Strange Unix file system object (Re: Missing space in root)
Dan Bernstein
bernsten at phoenix.Princeton.EDU
Mon Apr 17 14:01:50 AEST 1989
In article <10016 at orstcs.CS.ORST.EDU> pvo1478 at oce.orst.edu (Paul O'Neill) writes:
[Starts Mail on a 1.6 MB mailbox]
[df suddenly shows 1.6 MB less space in a file system]
[there's no file system entry for a 1.6 MB file]
> ``ofiles'' (thank god for ofiles) shows Mail has an open inode, 1788,
> on the root file system. But "find / -inum 1788 -xdev -print" shows
> nothing.
>
> So, what is this bizarre object? Ofiles and df know about it.

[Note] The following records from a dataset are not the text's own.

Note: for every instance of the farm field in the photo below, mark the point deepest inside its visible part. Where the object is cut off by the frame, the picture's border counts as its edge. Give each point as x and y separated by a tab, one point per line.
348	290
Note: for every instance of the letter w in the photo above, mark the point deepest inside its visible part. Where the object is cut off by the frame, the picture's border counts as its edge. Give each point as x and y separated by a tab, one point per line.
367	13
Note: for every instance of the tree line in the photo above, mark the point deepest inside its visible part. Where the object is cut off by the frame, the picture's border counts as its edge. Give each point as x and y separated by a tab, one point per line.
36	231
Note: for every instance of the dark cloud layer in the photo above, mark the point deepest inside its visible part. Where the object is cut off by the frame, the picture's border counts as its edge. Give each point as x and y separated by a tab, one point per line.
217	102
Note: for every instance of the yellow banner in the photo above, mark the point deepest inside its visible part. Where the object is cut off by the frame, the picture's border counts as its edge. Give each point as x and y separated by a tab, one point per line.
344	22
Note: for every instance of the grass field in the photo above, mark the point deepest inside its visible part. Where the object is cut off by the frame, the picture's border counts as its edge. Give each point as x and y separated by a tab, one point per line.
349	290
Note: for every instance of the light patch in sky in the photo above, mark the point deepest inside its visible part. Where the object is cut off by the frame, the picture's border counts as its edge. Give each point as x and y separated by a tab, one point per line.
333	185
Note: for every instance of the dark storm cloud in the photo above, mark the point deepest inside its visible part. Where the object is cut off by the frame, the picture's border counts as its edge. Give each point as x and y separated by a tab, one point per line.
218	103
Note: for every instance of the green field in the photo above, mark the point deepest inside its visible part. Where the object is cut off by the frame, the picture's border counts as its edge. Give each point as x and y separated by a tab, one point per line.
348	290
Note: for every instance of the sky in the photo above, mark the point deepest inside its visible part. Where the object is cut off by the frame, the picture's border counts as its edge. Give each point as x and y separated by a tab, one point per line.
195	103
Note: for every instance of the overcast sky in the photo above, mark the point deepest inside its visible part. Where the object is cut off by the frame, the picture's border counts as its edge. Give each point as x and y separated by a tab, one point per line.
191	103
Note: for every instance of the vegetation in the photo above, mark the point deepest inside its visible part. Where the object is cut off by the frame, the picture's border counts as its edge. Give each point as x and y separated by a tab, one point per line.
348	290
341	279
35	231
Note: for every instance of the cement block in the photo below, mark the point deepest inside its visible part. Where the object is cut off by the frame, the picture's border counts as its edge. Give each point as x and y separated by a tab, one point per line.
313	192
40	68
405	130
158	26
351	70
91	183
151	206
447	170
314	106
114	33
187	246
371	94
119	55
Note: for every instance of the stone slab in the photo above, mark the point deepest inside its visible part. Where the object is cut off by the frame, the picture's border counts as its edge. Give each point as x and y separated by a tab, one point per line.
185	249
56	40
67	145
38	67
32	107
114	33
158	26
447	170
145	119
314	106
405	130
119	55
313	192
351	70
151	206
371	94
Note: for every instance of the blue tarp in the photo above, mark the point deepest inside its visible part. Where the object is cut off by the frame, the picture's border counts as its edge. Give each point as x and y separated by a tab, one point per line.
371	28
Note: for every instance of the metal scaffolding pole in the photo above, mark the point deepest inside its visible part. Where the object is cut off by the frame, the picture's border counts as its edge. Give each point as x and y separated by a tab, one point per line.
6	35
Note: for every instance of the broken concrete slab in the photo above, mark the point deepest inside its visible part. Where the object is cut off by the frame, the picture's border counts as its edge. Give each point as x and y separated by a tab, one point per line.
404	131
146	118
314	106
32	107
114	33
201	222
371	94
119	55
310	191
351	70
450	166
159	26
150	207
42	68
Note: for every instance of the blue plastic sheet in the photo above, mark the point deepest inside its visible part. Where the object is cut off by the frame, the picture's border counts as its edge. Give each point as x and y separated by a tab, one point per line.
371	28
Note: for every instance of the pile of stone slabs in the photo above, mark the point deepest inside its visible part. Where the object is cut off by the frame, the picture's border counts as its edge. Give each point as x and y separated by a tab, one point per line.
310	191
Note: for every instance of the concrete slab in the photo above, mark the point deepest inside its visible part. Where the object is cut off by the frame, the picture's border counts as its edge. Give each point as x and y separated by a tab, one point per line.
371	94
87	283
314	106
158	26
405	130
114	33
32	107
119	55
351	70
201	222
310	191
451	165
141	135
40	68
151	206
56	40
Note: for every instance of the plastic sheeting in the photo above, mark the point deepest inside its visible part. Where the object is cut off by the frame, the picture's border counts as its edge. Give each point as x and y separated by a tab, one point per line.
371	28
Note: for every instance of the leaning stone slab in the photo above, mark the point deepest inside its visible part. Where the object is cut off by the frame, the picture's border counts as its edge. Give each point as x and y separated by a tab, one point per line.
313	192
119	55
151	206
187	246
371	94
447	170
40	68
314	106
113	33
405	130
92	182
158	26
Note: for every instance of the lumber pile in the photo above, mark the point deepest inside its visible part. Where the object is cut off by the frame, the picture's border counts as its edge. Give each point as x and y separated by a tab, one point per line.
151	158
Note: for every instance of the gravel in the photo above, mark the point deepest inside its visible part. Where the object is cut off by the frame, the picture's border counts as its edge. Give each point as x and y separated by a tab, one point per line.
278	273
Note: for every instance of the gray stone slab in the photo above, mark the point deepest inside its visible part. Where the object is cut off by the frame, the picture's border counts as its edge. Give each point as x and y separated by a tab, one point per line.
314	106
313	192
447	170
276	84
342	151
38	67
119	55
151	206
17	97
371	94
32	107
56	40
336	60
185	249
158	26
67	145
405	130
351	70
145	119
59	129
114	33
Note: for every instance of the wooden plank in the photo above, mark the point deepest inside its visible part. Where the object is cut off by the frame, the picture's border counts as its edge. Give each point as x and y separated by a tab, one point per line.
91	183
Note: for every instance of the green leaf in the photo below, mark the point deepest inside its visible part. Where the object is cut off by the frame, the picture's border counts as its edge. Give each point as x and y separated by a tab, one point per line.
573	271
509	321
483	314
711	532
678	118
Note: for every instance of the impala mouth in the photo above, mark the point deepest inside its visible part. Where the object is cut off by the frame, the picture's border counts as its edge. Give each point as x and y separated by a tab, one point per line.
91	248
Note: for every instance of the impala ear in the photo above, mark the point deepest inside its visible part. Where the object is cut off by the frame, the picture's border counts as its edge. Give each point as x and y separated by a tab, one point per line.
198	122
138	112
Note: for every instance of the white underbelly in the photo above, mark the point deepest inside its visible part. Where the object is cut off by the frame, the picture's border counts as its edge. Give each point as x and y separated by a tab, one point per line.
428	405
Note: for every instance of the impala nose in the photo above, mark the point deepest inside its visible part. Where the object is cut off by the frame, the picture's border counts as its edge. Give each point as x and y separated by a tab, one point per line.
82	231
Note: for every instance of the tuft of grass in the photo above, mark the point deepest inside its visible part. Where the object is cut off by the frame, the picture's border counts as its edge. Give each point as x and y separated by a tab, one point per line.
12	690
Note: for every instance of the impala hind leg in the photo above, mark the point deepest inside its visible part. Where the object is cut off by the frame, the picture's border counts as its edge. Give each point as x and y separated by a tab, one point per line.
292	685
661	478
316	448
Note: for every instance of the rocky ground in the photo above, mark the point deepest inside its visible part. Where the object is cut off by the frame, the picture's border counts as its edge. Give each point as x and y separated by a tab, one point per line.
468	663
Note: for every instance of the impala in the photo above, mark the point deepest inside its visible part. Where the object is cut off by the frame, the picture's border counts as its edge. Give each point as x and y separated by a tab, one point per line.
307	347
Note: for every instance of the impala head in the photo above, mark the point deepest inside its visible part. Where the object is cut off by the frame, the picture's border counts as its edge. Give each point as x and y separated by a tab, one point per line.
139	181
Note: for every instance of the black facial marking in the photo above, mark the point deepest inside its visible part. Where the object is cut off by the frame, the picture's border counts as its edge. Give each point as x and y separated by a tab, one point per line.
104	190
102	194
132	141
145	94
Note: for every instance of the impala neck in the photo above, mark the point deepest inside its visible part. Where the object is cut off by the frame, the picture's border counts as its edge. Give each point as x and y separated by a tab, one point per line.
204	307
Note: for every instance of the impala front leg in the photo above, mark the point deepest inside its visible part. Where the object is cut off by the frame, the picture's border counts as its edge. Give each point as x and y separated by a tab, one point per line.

> du, ls, and find don't know about it.
The kernel won't free the filesystem space for a file until (1) it has
zero hard links and (2) it is accessed by zero processes. It wouldn't
be a good idea to delete an opened file just because its last directory
entry disappears: what information do you give to the process reading
the file? So the kernel quite naturally waits until Mail closes the file
before deleting it.
Probably your Mail program removes the old file after it's opened it;
then it makes a new mailbox file. I'd advise using a mail reader with
a more conservative approach to file handling.